How to preserve CDATA when using XSLT for "identity transform" with lxml in python?

Question

Here's my use case: I regularly receive a large (GB+ size) XML file from a customer, and all the XML is contained in a single line, without a single cr/lf in the file. What this means is that if there is a data issue in the XML that requires manual investigation, opening it for reading becomes problematic for all the tools we've tried, which apparently try to read entire lines at a time.

So I wrote the following code in Python 2.7 to apply the "identity transform" using XSLT, and pretty print the result to a file, thus inserting cr/lf's at the appropriate locations. This solves the problem of being able to open the file. The only issue is, it strips CDATA tags from the output, even though I've included the directive to preserve CDATA ("strip_cdata=False"). It also appears to create escaped versions of HTML fragments contained within the CDATA sections, i.e. replacing < with "<".

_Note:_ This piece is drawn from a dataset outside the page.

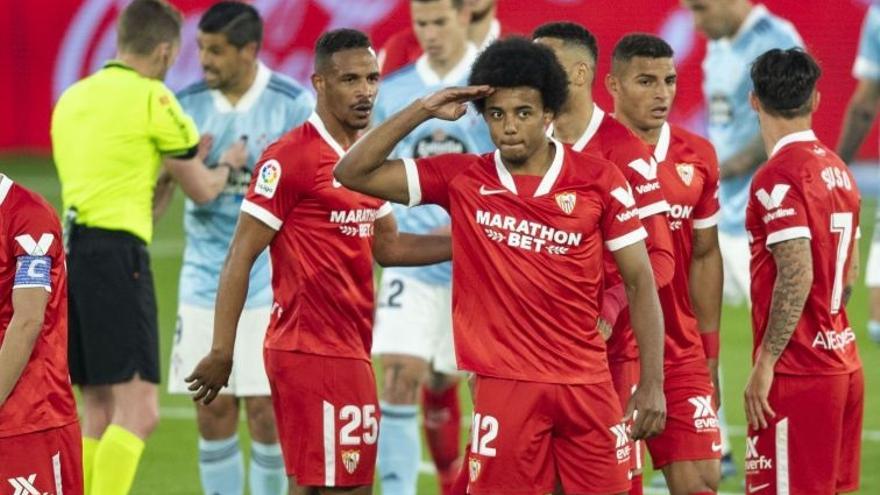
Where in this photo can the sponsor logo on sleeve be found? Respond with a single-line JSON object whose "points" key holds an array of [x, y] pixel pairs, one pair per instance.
{"points": [[268, 179]]}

It's important, from a troubleshooting perspective, that the ONLY changes to the content are the addition of cr/lf's in the logical places in the XML. How can I modify the code to make that happen? Is it even possible using lxml?

Here's the current code:

from lxml import etree
import sys
import re
from datetime import datetime

start_time = datetime.now()

# get input file
infile = sys.argv[1]
outfile = infile[0:infile.rindex(".")]+".trns.xml"

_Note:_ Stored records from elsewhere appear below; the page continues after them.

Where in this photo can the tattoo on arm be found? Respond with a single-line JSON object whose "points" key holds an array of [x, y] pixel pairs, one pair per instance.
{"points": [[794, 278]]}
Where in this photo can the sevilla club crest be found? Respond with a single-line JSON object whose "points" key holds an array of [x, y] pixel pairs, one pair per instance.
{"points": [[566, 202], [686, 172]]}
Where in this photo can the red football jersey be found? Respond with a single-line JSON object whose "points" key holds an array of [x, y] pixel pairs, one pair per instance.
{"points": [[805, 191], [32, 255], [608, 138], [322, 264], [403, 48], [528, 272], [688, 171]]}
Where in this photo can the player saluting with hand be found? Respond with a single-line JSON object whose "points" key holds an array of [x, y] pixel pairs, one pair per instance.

# get XSLT file, if it exists, else use identity transform
xsl = ''
if len(sys.argv) > 2:
    xsl = etree.parse(sys.argv[2])
else:
    xsl =\
'<xsl:stylesheet version="1.0" xmlns:xsl="http://www.w3.org/1999/XSL/Transform">\
    <xsl:template match="node()|@*">\
      <xsl:copy>\
        <xsl:apply-templates select="node()|@*"/>\
      </xsl:copy>\
    </xsl:template>\
</xsl:stylesheet>'
xslt = etree.XML(xsl)
transform_function = etree.XSLT(xslt)

# transform
parser = etree.XMLParser(huge_tree=True, strip_cdata=False)
transformed = transform_function(etree.parse(infile, parser))

# write to output
open(outfile, 'w').write(etree.tostring(transformed, pretty_print=True))

# display run time
time = datetime.now() - start_time
reg3 = re.compile("\\d+:\\d(\\d:\\d+\\.\\d{4})")
time = re.search(reg3, unicode(time))
time = "Runtime: %ss" % (time.group(1).encode("utf-8"))
print(time)

Thanks for the comments. Per "XSLT's Identity transforms already pretty prints", perhaps there's an XSLT option I'm not using, but I can confirm, at least in this case, that if I remove pretty_print=True from the tostring() method, I do NOT get pretty-printed XML. — George
– George, Commented Feb 26, 2018 at 22:33
Also, I'll take your word for it that XSLT cannot preserve CData, though it seems ridiculous for that to be the case. I will probably end up writing a utility in Java to read the file as a stream, and write to stream with appropriate indents. — George
– George, Commented Feb 26, 2018 at 22:39
In case anyone else looks at this code in the future, prettifying during the XSLT transformation does work, but this element needs to be added to the XSL: <xsl:output method="xml" indent="yes"/> Also, I noticed only an extremely small increase in performance (<2%) when removing pretty_print=True from the tostring() method. — George
– George, Commented Feb 26, 2018 at 23:41
XSLT takes the view that CDATA is merely an input convenience, and that <a><![CDATA[<]]></a> and <a><</a>` are just different ways of inputting the same data; the user of the data shouldn't care about the detailed keystrokes used to input it. Unfortunately XML doesn't define a standard data model, but the model used by XPath and XSLT is pretty widely accepted. — Michael Kay
– Michael Kay, Commented Feb 26, 2018 at 23:48

TextGeek · Accepted Answer · 2018-02-26 23:19:33Z

1

Any time you pass XML through a parser, you can expect changes to the literal output, because there is lots of markup detail that a parser doesn't/shouldn't report.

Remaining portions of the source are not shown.